Pediatric COVID-19 Hospitalizations Rising In Utah, Study Says
SALT LAKE CITY, Utah – A new study showed a rise in pediatric COVID-19 hospitalizations during the pandemic in Utah and across the country.
While data has shown children are less susceptible to severe illness from COVID-19, some get very sick too.
Hospitalized children make up 2% of all COVID-19 hospitalizations in Utah. That’s up from 1% early in the pandemic, and more than 100 Utah kids have had COVID-19 severe enough to be hospitalized.
“Hospitalizations among kids have been going up throughout the course of the pandemic,” said Dr. Andrew Pavia, a pediatric infectious disease specialist with Primary Children’s Hospital and University of Utah Health.
Pediatric hospitalizations in Utah were very low through the summer, he said. “What is striking is that as we got into August and through December that hospitalizations in children increased quite dramatically, and they increased faster than they did in adults,” Pavia said.
Researchers in Minnesota examined data from 22 states from May through November and said nationwide, pediatric hospitalizations have more than tripled during the pandemic.
More than 5,000 children up to age 19 were hospitalized, and researchers said they saw an increase from two children hospitalized per 100,000 to 17. That compares to 282 hospitalizations per 100,000 adults.
Utah saw the largest percentage increase in child hospitalizations among the states studied, rising from less than one child per 100,000 people to 15.5 children — a jump of 5,067%.
“It’s still true that children are relatively protected from serious outcomes compared to adults. But if you look at the absolute numbers it’s still important to remember that kids can get very sick,” said Pavia.
Right now, seven Utah children are hospitalized with active COVID-19 infection, while four others are hospitalized with pediatric multi-system inflammatory syndrome.

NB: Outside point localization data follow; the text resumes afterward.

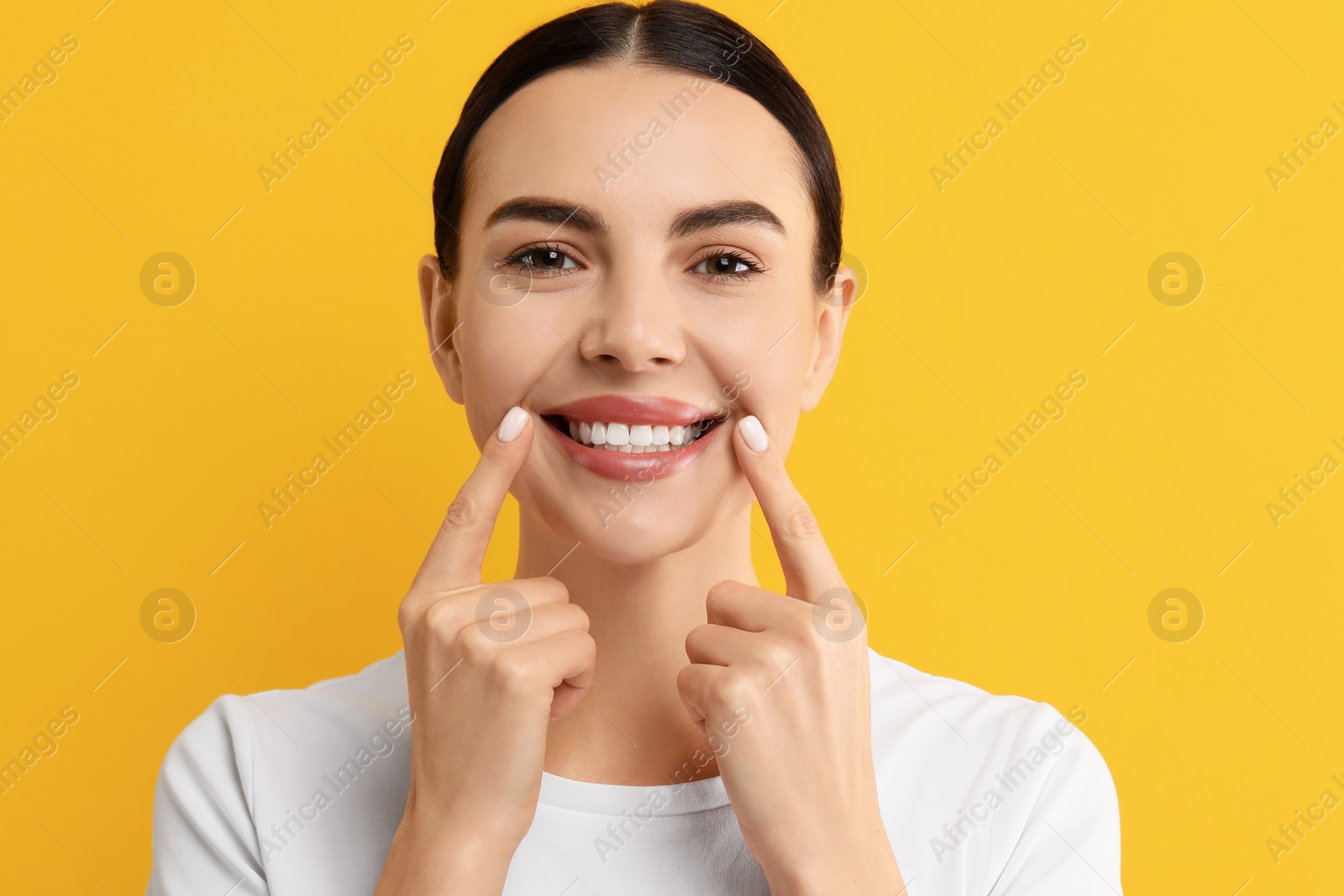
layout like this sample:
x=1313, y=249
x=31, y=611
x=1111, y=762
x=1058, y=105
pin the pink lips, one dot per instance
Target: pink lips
x=632, y=409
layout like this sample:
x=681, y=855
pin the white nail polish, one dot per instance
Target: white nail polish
x=753, y=434
x=512, y=425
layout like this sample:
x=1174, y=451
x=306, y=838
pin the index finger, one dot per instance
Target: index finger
x=456, y=553
x=808, y=567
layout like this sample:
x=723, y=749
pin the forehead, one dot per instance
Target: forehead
x=638, y=145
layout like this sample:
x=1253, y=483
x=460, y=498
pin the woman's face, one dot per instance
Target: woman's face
x=636, y=264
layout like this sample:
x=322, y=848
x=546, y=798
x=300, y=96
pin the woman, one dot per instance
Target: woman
x=636, y=291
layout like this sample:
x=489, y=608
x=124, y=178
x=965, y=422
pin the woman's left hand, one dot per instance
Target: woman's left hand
x=800, y=768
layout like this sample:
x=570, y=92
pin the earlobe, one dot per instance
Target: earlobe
x=438, y=312
x=833, y=309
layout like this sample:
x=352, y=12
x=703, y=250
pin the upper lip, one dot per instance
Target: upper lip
x=632, y=409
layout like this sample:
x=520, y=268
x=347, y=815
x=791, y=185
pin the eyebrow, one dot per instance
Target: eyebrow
x=564, y=214
x=734, y=211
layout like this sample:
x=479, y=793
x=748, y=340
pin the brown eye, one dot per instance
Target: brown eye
x=542, y=258
x=725, y=265
x=546, y=258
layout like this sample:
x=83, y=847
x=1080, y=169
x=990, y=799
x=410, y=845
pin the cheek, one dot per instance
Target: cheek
x=504, y=354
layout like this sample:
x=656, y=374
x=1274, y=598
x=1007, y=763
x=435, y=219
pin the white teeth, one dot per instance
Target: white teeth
x=635, y=438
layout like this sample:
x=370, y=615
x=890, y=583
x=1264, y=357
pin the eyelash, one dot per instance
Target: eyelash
x=517, y=261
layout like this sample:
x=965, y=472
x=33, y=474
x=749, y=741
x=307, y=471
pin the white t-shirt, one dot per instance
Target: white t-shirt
x=292, y=793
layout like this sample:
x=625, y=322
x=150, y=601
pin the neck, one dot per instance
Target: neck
x=633, y=727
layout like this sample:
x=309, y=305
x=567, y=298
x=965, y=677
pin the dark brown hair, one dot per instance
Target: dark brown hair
x=664, y=34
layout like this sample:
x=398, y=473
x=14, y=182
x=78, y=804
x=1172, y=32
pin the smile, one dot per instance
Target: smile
x=618, y=437
x=638, y=438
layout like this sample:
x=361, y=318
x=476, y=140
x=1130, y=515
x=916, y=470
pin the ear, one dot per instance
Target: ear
x=440, y=325
x=832, y=315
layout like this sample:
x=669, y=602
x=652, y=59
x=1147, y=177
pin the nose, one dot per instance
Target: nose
x=638, y=325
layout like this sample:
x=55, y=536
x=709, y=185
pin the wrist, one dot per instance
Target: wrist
x=862, y=868
x=432, y=855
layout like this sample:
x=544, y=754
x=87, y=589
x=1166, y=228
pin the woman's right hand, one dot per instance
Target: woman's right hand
x=487, y=668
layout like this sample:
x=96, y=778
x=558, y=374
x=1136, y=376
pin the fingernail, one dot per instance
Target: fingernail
x=512, y=425
x=753, y=432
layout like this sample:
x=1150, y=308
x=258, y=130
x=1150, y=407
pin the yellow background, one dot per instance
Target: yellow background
x=1027, y=266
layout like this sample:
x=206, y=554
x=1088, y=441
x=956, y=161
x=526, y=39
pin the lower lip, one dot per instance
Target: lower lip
x=622, y=465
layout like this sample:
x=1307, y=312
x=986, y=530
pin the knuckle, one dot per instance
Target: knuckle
x=800, y=524
x=463, y=513
x=732, y=689
x=549, y=584
x=511, y=672
x=777, y=656
x=475, y=647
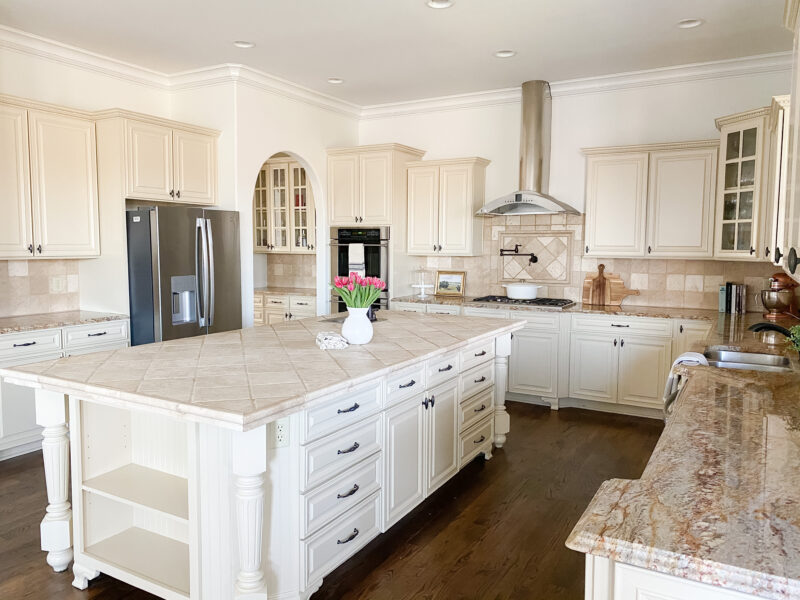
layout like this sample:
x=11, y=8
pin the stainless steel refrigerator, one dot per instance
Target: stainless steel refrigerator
x=183, y=272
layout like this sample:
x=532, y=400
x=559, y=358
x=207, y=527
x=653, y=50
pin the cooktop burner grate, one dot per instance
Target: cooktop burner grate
x=552, y=302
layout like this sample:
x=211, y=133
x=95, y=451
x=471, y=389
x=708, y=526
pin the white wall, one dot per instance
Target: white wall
x=656, y=113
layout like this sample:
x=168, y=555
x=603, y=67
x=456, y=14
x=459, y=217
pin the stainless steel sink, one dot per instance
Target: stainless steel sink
x=749, y=361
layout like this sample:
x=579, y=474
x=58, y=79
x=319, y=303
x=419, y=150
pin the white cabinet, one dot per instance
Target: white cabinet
x=169, y=164
x=16, y=226
x=653, y=200
x=366, y=184
x=741, y=220
x=443, y=197
x=680, y=218
x=405, y=459
x=284, y=215
x=616, y=204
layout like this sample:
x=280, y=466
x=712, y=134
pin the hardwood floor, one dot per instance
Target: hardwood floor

The reason for the rise? Pavia pointed out Utah reacted quickly to shutting down schools in the spring and when schools reopened in late summer, cases among kids rose. “We started off doing very, very well. And we ended in the same boat everyone else is, with a lot of pediatric disease.”
His message for parents: “Even though it’s not devastating for kids, it still can be serious, and you need to protect your children by all of the usual things,” said Pavia.
They need to wear masks, social distance and avoid large gatherings to avoid the virus, he said.